In the early 1970s WSP, in joint venture, prepared a comprehensive study of public transit for the Mass Rapid Transit Corporation (MRTC), predecessor of the Land Transport Authority (LTA). Over the years, the firm provided a variety of architectural planning concepts and conceptual design, mechanical/electrical design, and quality control for development of the initial MRT lines and its various subsequent extensions. The system, which now comprises approximately 176 kilometers (109 miles), is still expanding–with WSP a part of the team.
WSP made several key design contributions to the MRT system-wide. In joint venture the firm was responsible for conceptual design of 10 stations of the core system, six stations and viaducts on the Woodlands Line and six stations and tunnels and a depot on the Northeast Line, as well as conceptual design of 22 stations and tunnels for the proposed Marina Line that eventually became the Circle and Downtown lines. All the stations were designed to reflect Singapore's diverse cultures through the use of traditional architectural forms.
A WSP-designed environmental control system keeps passengers cool and comfortable in Singapore's hot, humid climate. The firm introduced a platform screen door system to the first MRT stations that involves floor-to-ceiling doors that open only when the train is in the station, increasing safety and driving down air conditioning costs by 50 percent.
Construction on the initial 67-kilometer (41-mile) 42-station system began in 1982 and consisted of a north-south line and an east-west line.

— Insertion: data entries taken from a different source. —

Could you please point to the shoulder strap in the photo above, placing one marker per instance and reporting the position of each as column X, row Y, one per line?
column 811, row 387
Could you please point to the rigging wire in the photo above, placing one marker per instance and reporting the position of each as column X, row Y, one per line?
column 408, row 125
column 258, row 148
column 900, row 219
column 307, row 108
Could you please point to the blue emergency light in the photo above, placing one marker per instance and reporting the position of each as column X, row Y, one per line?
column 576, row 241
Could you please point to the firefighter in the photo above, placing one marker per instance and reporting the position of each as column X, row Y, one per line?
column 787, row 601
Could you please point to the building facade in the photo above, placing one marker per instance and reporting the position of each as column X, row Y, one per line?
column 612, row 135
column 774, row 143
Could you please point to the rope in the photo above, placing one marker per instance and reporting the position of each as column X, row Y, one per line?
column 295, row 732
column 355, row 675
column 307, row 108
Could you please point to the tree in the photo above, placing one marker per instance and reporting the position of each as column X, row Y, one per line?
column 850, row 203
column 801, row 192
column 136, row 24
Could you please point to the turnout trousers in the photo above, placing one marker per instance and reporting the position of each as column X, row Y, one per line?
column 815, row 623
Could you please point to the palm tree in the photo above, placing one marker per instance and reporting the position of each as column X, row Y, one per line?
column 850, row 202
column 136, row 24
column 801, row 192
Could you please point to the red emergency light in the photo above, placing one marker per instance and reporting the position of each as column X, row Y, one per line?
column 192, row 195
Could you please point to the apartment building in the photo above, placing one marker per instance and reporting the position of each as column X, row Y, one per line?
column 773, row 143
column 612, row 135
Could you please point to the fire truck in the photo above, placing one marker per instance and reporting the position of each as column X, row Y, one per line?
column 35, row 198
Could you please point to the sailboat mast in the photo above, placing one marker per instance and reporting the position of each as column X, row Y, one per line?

The first section of the north-south line opened in November 1987 and the entire 67-kilometer (42-mile), 42-station core system was completed in July 1990, two years ahead of schedule.
Shortly thereafter, Singapore's MRTC completed several extensions of the system. As the MRT was extended, WSP was there, too. In joint venture, the firm provided design and construction support services on the elevated 16-kilometer (10-mile) extension of the north-south line, which opened in February 1996. The 20-kilometer (12-mile) North East Line opened in 2003 with the firm serving as lead design consultant to various international design-build contractors for five contracts in connection with 6 kilometers (4 miles) of tunnels and six underground stations, including the five-level underground Dhoby Ghaut Station, the largest and deepest on the entire system. Other extensions included the 6.4-kilometer (4-mile) Changi Airport Extension, opened in October 2002 and the 4-kilometer (2.5-mile) Boon Lay Extension, opened in February 2009.
In October 2011, Singapore's orbital Circle Line was completed. The 33-kilometer (21-mile) line connects all the existing lines radiating out from the city center and is the longest automated underground transit line in the world. WSP served as lead consultant for architectural, civil, structural, and mechanical/electrical engineering services on the final 16.6-kilometer (10.4-mile) stretch of the line, including 11 underground stations.
The 40-kilometer (25-mile) Downtown Line provides service to the central business district and a new development at Marina Bay. WSP provided mechanical/electrical design for the line, which opened in 2015.
With various extensions including the Downtown Line, the Thomson Line, and the Eastern Region Line, Singapore envisions 250 kilometers (150 miles) of rail public transit by 2020.
The firm aims to continue its part in those extensions. We commit to the project, and the client appreciates that we have global resources with local staff. LTA knows they can trust us to go the distance for mass rapid transit in Singapore.